Short game improvements paving way for Utica golf’s success

By: Jonathan Szczepaniak | Shelby-Utica News | Published September 24, 2024

UTICA — If Utica girls golf was going to make a name for itself this season, it was going to have to tighten up one particular area of its game.

The girls were efficient off the tee and could do some damage with their irons, but the short game would end up being the Chieftains’ downfall when it was all said and done.

So when first-year head coach Anthony Adamo took over the program, his point of emphasis didn’t start with their long game.

“We started at the green and we worked back,” Adamo said. “Looking at some of the things the girls needed to improve on was the short game, so we spent a lot of time on putting and chipping and we’re kind of working our way back towards the tee box. The girls have done a great job of getting better and getting more confident around the green.”

The improvements didn’t just happen in the blink of an eye — and there’s still work to be done — but Adamo said it’s a consistent day-to-day emphasis he places on his players.

Adamo said he gives the analogy to his players of playing catch with a baseball where you get used to judging the distance and can make a throw confidently based on knowing how far someone is standing. It’s repetition and constant thinking, and Adamo makes sure his practices utilize both of those features.

“I make them putt from really close distances every day, and what that does is if they do get that close putt, I want them to have 99% confidence that they can make that putt,” Adamo said, “That eventually becomes putts that are farther away and farther away, so it’s just building confidence off something that you would think is relatively easy, and then it builds off to other things.”

Utica’s focus on its green play has catapulted the golf program from being in the middle of the pack in the Macomb Area Conference Blue in 2023 to now securing the top spot in the league with an 8-1 record.

Following Clinton Township Chippewa Valley’s departure to the MAC White — Chippewa Valley was unbeaten in the MAC Blue last year at 12-0 — Utica saw an opening, and behind a junior-led group of returners and incoming players, it took full advantage of the opportunity.
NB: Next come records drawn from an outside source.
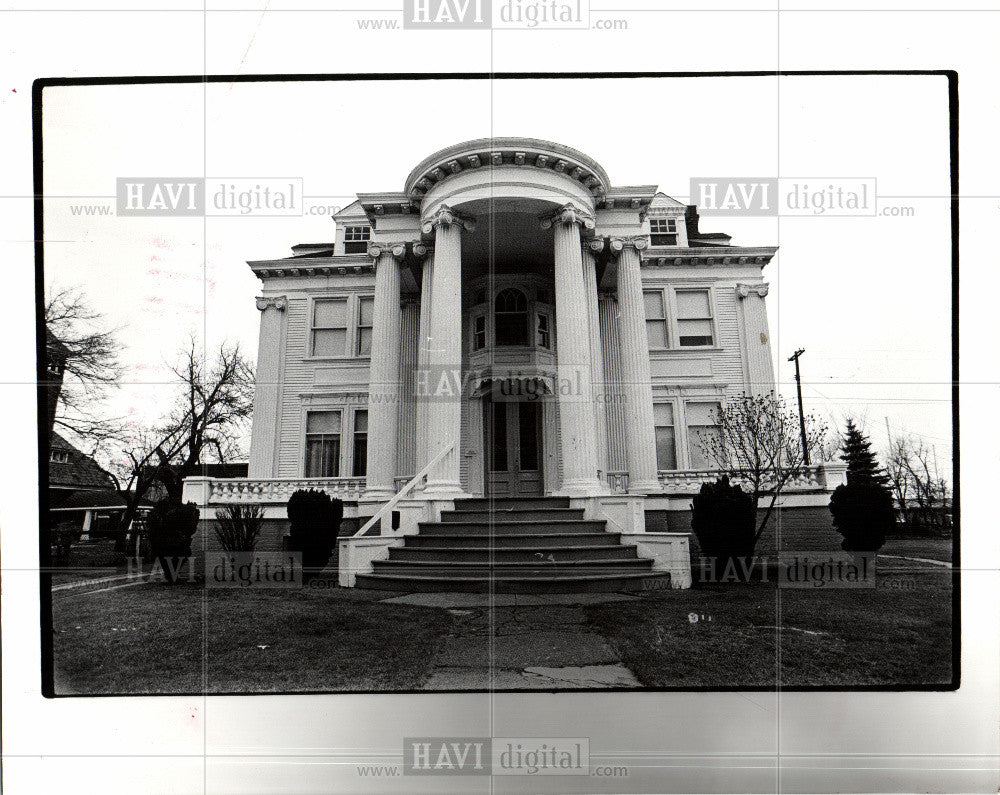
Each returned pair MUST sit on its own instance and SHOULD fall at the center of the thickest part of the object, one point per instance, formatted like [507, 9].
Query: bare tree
[921, 493]
[213, 405]
[757, 441]
[210, 414]
[91, 365]
[900, 480]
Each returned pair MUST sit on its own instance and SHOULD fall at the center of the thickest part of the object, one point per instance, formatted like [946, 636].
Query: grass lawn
[896, 634]
[929, 548]
[154, 638]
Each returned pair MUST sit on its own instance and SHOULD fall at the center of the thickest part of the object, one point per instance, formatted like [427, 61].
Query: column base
[645, 487]
[442, 490]
[590, 487]
[376, 495]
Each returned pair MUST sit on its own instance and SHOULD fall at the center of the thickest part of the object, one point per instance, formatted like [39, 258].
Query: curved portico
[510, 324]
[509, 211]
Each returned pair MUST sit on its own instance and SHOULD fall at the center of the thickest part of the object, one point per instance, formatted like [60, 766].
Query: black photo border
[45, 585]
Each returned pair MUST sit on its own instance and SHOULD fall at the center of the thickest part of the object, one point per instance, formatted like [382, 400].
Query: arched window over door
[511, 317]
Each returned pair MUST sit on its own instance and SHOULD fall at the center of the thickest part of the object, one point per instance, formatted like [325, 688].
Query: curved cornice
[528, 152]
“With the league changes, it kind of opened up a window for us to move up and keep pushing like we have been, and to really get up there as the No. 1 in our league,” junior Riley Burton said.

Burton, a three-year varsity golfer, was the only returner who made it to regionals and has taken a leadership role alongside returning juniors Anya Alband and Cali Kaczmar.

Burton is a polished golfer, but even she admits her short game wasn’t up to par.

“I wasn’t very strong in either of those last year, so I would get a lot of strokes that way,” Burton said. “This year, coach Adamo has really hammered that so we can get into a place where we’re comfortable and confident in what we’re doing.”

Burton and Kaczmar are the Chieftains’ dynamic duo on the course, but newcomers Miley Reaves, Violet Smith, who probably understood Adamo’s baseball reference more than anyone else on the team as a varsity softball player, and Dalaney O’Connor have all made contributions in their first season.

O’Connor, a southpaw, started golfing just a few months prior to her first varsity season and is already looking like someone whom Utica can count on each match.

“She’s stepped it up so much,” Burton said. “She’s really come to play and she’s not joking around.”

The retooled Chieftains were hot out the gate with wins over Marysville — a MAC White team in 2023 — St. Clair, and Port Huron, which Kaczmar said was a confidence boost for her teammates.

“Winning that match (Port Huron) definitely gave us a sense of confidence and let us know that we got this,” Kaczmar said. “We just need to keep doing what we’re doing and keep trying.”

Utica’s only league loss was at the clubs of Madison Heights Lamphere, who is currently in second and finished just above Utica in the standings last year.

Along with putting up reliable scores and being the veterans, Burton, Kaczmar and Alband also proved to be successful recruiters in the offseason by bringing the other three girls into the fold.

Teammates eventually become friends because of the time spent with them, but the six juniors already had a chemistry developed that’s only grown since.

“I always say that this is my golf family,” Burton said. “We’re all one team and we’re all there for each other. It’s just amazing.”

Utica last won a league title in 2017 as part of the MAC Blue and is currently in great shape to end the drought this season.

The short game has come around, so Adamo said the main focus now is just making the positives more constant on the course. If it becomes constant enough, a shot at qualifying for states could be in Utica’s future.

“We’ve just been trying to get more consistent,” Adamo said. “That’s the big thing. If we can get consistent and stay out of trouble on the course, make solid contact with the ball, be more confident on the green with not giving away wasted strokes, and that’s the stuff I’ve really been trying to drill in their head with being on the green. I feel like they’re being more confident, and that’s reflective of their scores and the wins and losses.”